If that is the case then:

\(
2a^3 = (2 \times a)^3 = 2^3 \times a^3 = 8 \times a^3
\)

Do you agree or do you come up with another special rule out of thin air?

To me, 2a^3 = 2 × a^3 = (2 × a^3) not 8 × a^3

As I maintain, problems like this need another symbol/set of parenthesis to make the problem clear.

[John Garza (3665)]

(12-04-2023 01:15 AM)Eddie W. Shore Wrote:  As I maintain, problems like this need another symbol/set of parenthesis to make the problem clear.

Maybe... that's why real programming languages are explicit. Everything else discussed is academic tail chasing. What matters is when the code hits the silicon.

-J

[dm319]

(12-04-2023 12:30 AM)Thomas Klemm Wrote:  Do you agree or do you come up with another special rule out of thin air?

PEMDAS/BODMAS is not the rule book on the rules of algebra. You weren't taught it, and neither was I, so I guess we were taught a series of rules.
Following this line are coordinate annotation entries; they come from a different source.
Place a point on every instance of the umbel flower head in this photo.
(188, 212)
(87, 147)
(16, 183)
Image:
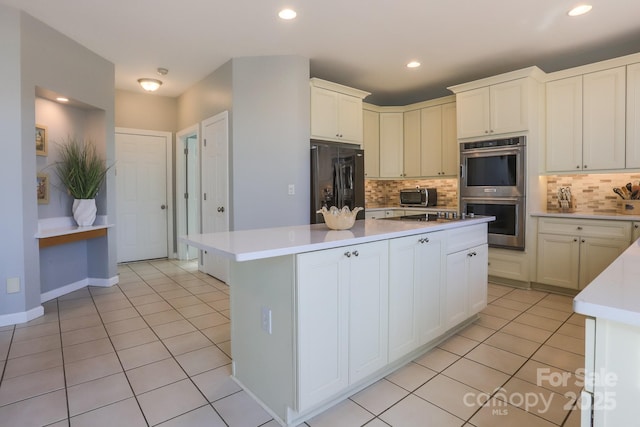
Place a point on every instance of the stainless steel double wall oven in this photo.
(492, 182)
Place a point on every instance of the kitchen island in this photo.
(318, 314)
(612, 342)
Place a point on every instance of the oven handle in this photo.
(500, 150)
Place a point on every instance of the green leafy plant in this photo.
(80, 168)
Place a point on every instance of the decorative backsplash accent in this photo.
(593, 192)
(383, 193)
To be fair, the acronym isn't even that good - it doesn't take into account multiply/divide and addition/subtraction being equal precedence, and it has no mention of the left-to-right rule.

So yes, I think there are plenty of special rules in maths, but they don't come from thin air. There's historical evidence to suggest that treating coefficients as a special case has been the case long before our calculators or programming languages. We were taught in school the rules for 'collecting like terms', and we were taught that x and x^2 are not like terms. The implication there is that the power takes precedence, and so we know it has precedence over the coefficient. I don't think that undermines coefficients being different to the multiply operator.
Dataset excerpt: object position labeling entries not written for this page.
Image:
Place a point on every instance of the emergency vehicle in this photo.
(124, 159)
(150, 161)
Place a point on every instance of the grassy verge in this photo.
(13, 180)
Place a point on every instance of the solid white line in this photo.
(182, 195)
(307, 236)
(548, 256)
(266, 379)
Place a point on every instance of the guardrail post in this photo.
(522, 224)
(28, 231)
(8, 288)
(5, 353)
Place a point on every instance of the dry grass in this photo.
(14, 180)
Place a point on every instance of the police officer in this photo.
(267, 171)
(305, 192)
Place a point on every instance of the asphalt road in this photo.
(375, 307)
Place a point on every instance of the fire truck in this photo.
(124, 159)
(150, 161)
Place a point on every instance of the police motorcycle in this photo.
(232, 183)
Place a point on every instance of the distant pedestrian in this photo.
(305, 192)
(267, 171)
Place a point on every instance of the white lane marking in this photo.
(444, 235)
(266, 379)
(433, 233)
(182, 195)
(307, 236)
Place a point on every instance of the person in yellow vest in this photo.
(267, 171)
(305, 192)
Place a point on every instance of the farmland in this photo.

I agree though that there doesn't appear to be a formal documentation of these 'rules'.

(12-04-2023 12:30 AM)Thomas Klemm Wrote:  What are these?

Are you asking about inconsistencies or about Wolfram Alpha?
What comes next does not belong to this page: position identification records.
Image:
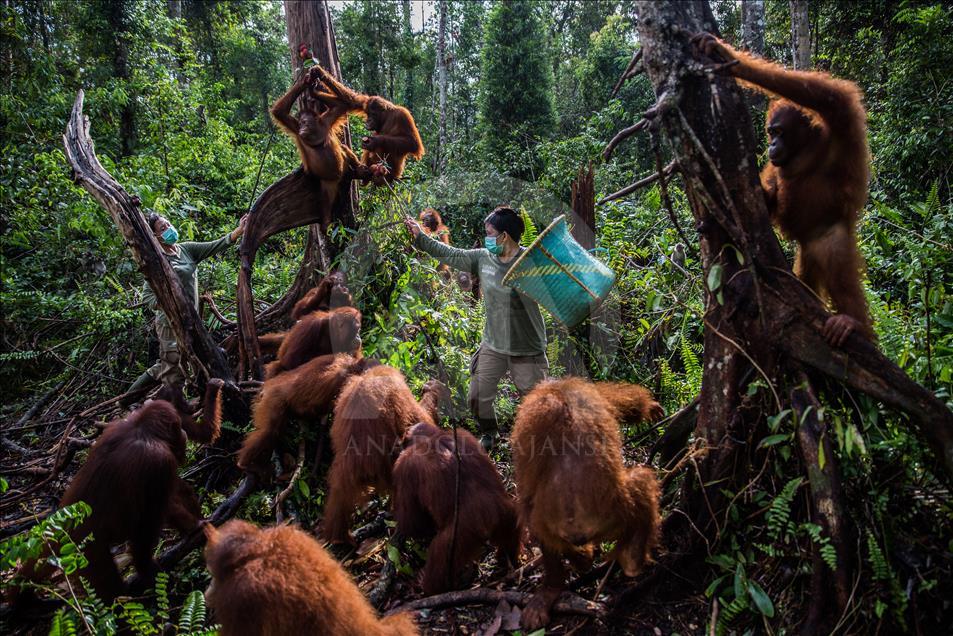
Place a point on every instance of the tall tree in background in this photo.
(119, 16)
(516, 103)
(465, 24)
(752, 39)
(800, 34)
(408, 43)
(752, 26)
(442, 82)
If you compare the result for:

8÷2b where b = 2
(8)

and:
8÷ab where a = 2 and b = 2
(2)

Anyway, I think it's an interesting subject, and it gets more curious the more I delve into it. I also find the different kinds of arguments about it interesting. Like whether we should care or not, whether we should use parens for everything, whether we should just accept the majority device way of doing it and move forward etc..

[klesl]

very interesting article
Howard Ludwig - “Why are people so confused about PEMDAS?”
https://www.quora.com/Why-are-people-so-...out-PEMDAS

Matlab:
8/2(1+2)
8/2(1+2)
↑
Invalid expression. When calling a function or indexing a variable, use parentheses. Otherwise, check for mismatched delimiters.

[johnb]

Of course, Dr. Kenneth Iverson solved the precedence problem an entirely different way.

APL (which he originally intended as a complete replacement for existing mathematical notation) evaluates operators from right to left... period. NO operator precedence.
In APL programs, you see a lot of odd-looking stuff, like y ← b + m * x.

Of course, he also thought that all the other symbology was just WACK, so _everything_ got reduced to explicit monadic and dyadic operators.

[toml_12953]

(12-04-2023 09:46 AM)dm319 Wrote:  

(12-04-2023 12:30 AM)Thomas Klemm Wrote:  Do you agree or do you come up with another special rule out of thin air?

PEMDAS/BODMAS is not the rule book on the rules of algebra. You weren't taught it, and neither was I, so I guess we were taught a series of rules. To be fair, the acronym isn't even that good - it doesn't take into account multiply/divide and addition/subtraction being equal precedence, and it has no mention of the left-to-right rule.

We (in the USA) were taught simple PEMDAS where parentheses have the highest precedence, followed by exponentiation, then multiplication and division are of equal precedence, addition and subtraction are of equal precedence and operations of equal precedence are performed left-to-right. We were never taught that implied multiplication has precedence over explicit. There is neither a "right" or "wrong" way. Both have a good case for use. I agree with those people who call for writers to always using explicit symbols so there is no ambiguity.